While MEMS microphone price erosion has led to revenue decline for Knowles, it still ranks second after STMicroelectronics thanks to a favorable shift in Microphone adoption. The company has dramatically narrowed the lead enjoyed by STMicroelectronics -- from more than $100 million in 2014 to just $10 million last year. Knowles provides a large share of MEMS sensors used in Apple’s products, as well as a share in most handsets, tablets and wearable products from other manufacturers.

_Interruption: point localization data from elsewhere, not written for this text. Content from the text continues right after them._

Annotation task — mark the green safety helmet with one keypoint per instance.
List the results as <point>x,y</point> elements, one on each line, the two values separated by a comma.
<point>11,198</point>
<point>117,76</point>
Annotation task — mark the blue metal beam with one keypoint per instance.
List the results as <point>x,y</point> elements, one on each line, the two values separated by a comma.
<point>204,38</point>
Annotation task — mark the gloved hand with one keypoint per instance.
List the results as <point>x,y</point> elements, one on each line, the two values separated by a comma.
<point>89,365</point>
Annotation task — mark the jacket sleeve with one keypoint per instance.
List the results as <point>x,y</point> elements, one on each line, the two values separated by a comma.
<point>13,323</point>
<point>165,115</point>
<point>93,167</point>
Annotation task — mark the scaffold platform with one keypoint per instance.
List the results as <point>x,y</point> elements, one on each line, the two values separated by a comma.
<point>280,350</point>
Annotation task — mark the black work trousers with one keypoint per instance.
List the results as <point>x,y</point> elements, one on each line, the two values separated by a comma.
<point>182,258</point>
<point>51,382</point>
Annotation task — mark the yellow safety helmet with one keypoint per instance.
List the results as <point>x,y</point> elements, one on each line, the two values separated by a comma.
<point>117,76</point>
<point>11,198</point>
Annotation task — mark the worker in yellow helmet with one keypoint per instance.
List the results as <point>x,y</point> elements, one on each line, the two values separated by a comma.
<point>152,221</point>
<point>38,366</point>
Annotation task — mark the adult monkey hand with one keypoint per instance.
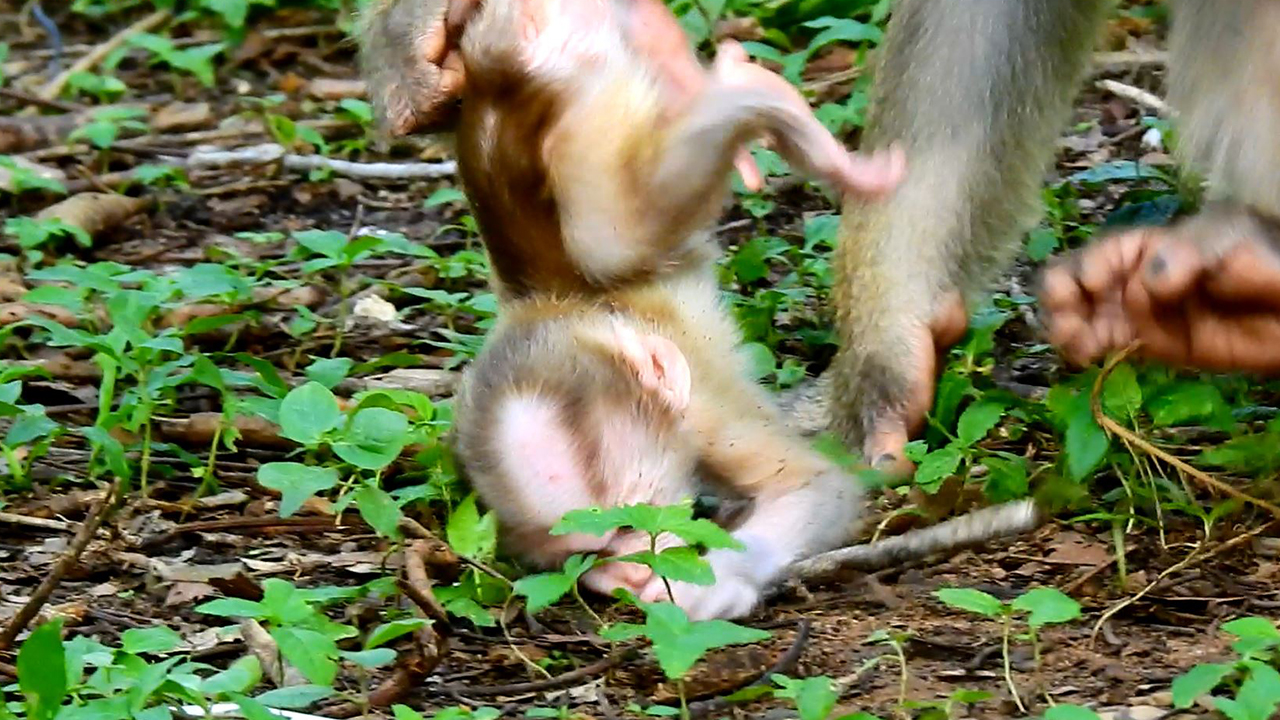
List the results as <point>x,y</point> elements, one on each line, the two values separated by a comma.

InvenSense overtook Bosch and moved into third-ranked revenue position in the MEMS market last year. The company leads in consumer motion sensor revenue, thanks to dramatic volume growth for 6-axis IMUs as well as its dedicated optical-image stabilization (OIS) gyroscope. InvenSense is the standout MEMS supplier in terms of motion sensor revenue growth, with 26 percent year-over-year revenue growth, while the other sensor leaders suffer declining revenue.

Apple is the key and dominant source of this revenue for InvenSense, especially as it loses share in Samsung to STMicroelectronics in 2016. The company is increasingly pushing its MEMS microphone products against strong competition and hopes to release an ultrasonic fingerprint sensor in 2017 to capitalise on a rapidly growing segment.